Farmers had planned to gather at around 10:00am near the GSP Stadium before marching to the Presidential Palace. As of 10:50am the march had not set off, with police refusing to allow farmers to bring trucks to the protest site. Tension between farmers and officers outside the stadium was reported to be running high.
The president of the organising group Voice of the Livestock Farmers, Neofytos Neofytou, told television reporters that police were doing what had been whispered about the day before. “They let us gather and now they are coming to break up the demonstration,” he said.

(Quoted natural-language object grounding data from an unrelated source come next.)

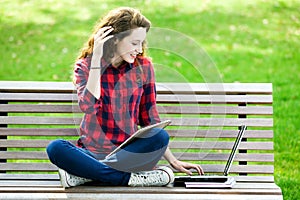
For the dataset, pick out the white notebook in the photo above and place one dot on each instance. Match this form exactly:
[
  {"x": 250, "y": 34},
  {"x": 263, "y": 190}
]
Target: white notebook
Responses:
[{"x": 139, "y": 133}]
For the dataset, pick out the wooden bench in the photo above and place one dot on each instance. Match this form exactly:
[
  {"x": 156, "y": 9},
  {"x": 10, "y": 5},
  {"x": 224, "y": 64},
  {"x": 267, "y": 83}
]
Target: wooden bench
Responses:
[{"x": 205, "y": 120}]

Speaking in heated terms, Neofytou expressed frustration that arrangements agreed in advance for the protest were not being honoured. He said the farmers had come to demonstrate peacefully and that police had arrived with shields to suppress the gathering.

The protest, organised by Voice of the Livestock Farmers, centres on demands for an immediate end to the culling of animals at infected units, with demonstrators expressing strong dissatisfaction at the way the authorities have handled the crisis.
The outbreak has spread to around 120 livestock units across the island since it was first detected in February, with approximately 71,000 animals culled across multiple districts. Under EU rules, if even one animal in a unit tests positive the entire herd must be slaughtered — a policy Agriculture Minister Maria Panayiotou has said is non-negotiable under EU law.